KR20110005559A - Power supply unit with flicker prevention circuit for light emitting diode - Google Patents

Abstract

PURPOSE: A light emitting diode power supply apparatus equipped with a flicker removing circuit is provided to prevent the instant black out of a light emitting diode module during instant drop of an input voltage as well as preventing the instant surge of the light emitting diode module during instant rise of the input voltage. CONSTITUTION: A rectifier receives the AC or DC voltage and rectifies AC current into the DC current. A switching mode power supplier converts the DC current outputted from the rectifier into the voltage of rectangular shape. The switching mode power supply unit supplies the output DC current voltage to a load including a light emitting diode array(R3).

Description

Power Supply Unit with Flicker Prevention Circuit for Light Emitting Diodes

BACKGROUND OF THE INVENTION 1. Field of the Invention The present invention relates to a power supply device for a light emitting diode having a flicker removal circuit for removing a flicker phenomenon, which is an illumination flicker phenomenon caused by an unstable power supply.
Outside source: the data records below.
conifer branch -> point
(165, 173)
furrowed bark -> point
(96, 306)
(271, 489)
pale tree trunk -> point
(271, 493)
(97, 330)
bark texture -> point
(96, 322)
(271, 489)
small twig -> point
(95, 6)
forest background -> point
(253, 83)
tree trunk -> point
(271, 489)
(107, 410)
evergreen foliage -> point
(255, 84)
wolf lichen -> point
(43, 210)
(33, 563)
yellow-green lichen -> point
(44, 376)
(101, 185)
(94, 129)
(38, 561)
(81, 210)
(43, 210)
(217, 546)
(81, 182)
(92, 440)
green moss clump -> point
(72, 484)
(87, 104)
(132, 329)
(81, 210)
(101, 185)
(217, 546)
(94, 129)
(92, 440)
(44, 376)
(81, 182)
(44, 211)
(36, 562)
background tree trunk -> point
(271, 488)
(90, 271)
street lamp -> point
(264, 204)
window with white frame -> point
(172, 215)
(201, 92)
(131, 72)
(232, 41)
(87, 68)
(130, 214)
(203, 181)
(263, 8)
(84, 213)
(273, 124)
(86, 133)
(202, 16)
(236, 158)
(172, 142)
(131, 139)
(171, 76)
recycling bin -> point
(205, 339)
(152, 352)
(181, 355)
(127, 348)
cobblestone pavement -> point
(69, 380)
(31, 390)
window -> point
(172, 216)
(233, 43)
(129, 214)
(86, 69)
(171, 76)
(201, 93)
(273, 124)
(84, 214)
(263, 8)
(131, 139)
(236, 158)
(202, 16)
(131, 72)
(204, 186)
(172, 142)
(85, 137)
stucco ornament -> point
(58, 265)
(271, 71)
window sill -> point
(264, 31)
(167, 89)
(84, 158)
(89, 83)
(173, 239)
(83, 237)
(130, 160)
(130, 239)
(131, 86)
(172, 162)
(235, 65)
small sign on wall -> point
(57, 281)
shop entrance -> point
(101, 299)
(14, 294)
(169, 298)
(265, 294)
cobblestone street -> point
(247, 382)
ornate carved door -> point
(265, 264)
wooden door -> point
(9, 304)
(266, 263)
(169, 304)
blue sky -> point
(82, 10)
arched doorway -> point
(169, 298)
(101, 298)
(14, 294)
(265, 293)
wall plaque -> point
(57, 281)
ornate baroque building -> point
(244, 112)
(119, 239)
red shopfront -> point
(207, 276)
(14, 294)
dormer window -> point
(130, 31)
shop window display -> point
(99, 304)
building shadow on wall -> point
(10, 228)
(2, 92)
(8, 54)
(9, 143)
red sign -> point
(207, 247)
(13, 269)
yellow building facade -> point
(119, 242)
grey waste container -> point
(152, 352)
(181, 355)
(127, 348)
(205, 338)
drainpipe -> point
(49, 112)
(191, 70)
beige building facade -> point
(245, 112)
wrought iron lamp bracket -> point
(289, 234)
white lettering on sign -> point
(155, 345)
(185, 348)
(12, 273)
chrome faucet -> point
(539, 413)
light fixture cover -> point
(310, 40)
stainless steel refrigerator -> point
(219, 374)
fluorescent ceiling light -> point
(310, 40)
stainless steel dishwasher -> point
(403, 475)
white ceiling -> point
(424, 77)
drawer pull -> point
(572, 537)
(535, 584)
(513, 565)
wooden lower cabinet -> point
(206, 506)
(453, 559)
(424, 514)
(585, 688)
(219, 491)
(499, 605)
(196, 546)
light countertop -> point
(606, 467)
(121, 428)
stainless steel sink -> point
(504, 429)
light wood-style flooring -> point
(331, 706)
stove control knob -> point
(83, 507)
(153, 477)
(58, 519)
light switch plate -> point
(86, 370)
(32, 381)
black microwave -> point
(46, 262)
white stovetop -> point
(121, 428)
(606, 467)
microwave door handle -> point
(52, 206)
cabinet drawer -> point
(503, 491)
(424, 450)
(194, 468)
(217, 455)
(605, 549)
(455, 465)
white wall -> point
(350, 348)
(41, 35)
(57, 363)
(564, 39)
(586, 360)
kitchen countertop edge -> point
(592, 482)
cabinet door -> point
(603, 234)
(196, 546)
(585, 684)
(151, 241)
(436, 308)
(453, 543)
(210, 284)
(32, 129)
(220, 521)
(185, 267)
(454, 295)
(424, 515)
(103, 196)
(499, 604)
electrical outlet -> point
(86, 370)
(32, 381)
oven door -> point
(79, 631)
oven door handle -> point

Light Emitting Diode (LED) is a type of diode that emits light when current flows. When a forward voltage is applied to an electrode of a light emitting diode (LED) formed by bonding a p-type semiconductor and an n-type semiconductor to each other, The holes are diffused into the n region and the plurality of electrons are diffused into the p region. When the electrons and the holes recombine with each other near the junction, light having a wavelength corresponding to the energy gap is emitted. At this time, the wavelength of the emitted light depends on the material used, and in general, the light emitting efficiency of the direct transition semiconductor is excellent.

Light emitting diodes have the advantages of fast response speed, low power consumption, and very long life (about 1 million hours) due to the characteristics of semiconductors.Lights using light emitting diodes (LED lighting) generate very little heat and reach almost 100%. It has high light efficiency and manufacturing cost is very low, so it is attracting attention as a light source of electronic display parts and advanced lighting of various electronic products.

Currently, light emitting diodes are generally used in mobile phones or displays, but as research on high power light emitting diodes is conducted, it is expected to replace existing fluorescent or halogen lamps in the near future.

High power high power light emitting diodes have been used as a light source for lighting, and switched power supplies have been used to efficiently drive such high power high power light emitting diodes.

1 is a configuration of a conventional LED power supply unit (PSU) using a PWM / SMPS method, the circuit structure has a simple advantage, but the power factor is disadvantageous disadvantage, Figure 2 using the PFC-PWM / SMPS method In one configuration of a conventional power supply unit (PSU) for LEDs, the power factor is 90% or more, but the circuit is complicated and expensive.

Such a conventional power supply unit cannot prevent flicker, which is a phenomenon of flickering lights, and particularly, lighting devices installed in mobile devices such as subway trains with unstable power supply have a high frequency of flicker.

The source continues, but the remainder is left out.